Five Loyola University Chicago athletics programs earned Public Recognition Awards from the NCAA  for their academic performance, according to the University Athletic Department. The teams receiving recognition from the NCAA are in the top 10 percent of their respective sports’ multi-year Academic Progress Rate (APR).

The Loyola teams honored were men’s basketball, men’s cross country, men’s indoor track and field, men’s outdoor track and field and softball. Men’s basketball and softball were one of two Horizon League teams recognized in their respective sport. Men’s cross country, men’s indoor track and field and men’s outdoor track and field were the only Horizon League teams in their respective sport to be hailed with a Public Recognition Award.

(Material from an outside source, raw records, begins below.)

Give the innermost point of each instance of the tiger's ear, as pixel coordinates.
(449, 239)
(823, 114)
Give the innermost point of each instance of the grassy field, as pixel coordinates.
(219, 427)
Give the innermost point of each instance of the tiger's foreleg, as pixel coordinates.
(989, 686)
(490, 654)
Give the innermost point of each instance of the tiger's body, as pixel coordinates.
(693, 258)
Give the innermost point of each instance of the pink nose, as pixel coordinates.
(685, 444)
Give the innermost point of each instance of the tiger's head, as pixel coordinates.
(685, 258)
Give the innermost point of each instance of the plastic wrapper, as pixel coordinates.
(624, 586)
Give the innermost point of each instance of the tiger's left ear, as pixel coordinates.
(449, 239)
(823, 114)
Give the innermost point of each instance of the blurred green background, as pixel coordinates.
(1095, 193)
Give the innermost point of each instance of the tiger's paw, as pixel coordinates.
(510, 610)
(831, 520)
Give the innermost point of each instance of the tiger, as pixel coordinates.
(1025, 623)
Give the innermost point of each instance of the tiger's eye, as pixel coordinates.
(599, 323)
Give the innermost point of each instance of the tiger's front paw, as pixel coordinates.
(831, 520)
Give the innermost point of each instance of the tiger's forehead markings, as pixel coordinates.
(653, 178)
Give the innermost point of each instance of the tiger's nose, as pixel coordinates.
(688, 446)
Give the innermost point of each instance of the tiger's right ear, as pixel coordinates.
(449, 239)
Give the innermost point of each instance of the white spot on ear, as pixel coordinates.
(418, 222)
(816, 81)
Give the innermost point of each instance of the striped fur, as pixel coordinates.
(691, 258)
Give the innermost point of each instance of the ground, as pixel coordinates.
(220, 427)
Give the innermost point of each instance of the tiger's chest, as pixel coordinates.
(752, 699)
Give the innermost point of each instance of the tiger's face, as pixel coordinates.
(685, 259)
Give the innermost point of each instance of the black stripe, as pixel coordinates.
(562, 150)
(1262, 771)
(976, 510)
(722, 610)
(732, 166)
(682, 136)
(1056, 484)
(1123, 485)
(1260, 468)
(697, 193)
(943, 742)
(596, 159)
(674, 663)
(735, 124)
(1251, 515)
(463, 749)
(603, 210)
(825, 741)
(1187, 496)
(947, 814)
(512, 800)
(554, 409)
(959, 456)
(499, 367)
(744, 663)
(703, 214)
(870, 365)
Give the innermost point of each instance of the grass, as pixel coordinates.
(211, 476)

Each year the NCAA honors selected Division I sports teams by publicly recognizing their latest multi-year APR. This announcement is part of the overall Division I academic reform effort and is intended to highlight teams who demonstrate a commitment to academic progress and retention of student-athletes by achieving the top APRs within their respective sports. Specifically, these teams posted multi-year APRs in the top 10 percent of all squads in each sport.

The APR provides a real-time look at a team’s academic success each semester by tracking the academic progress of each student-athlete on scholarship. The APR accounts for eligibility, retention and graduation and provides a measure of each team’s academic performance.

Multi-year APRs for all Division I sports teams, including the teams receiving public recognition, will be announced at a later date. That announcement also will include immediate and historical penalties for low-performing teams. The most recent APRs are multi-year rates based on scores from the 2005-06, 2006-07, 2007-08 and 2008-09 academic years.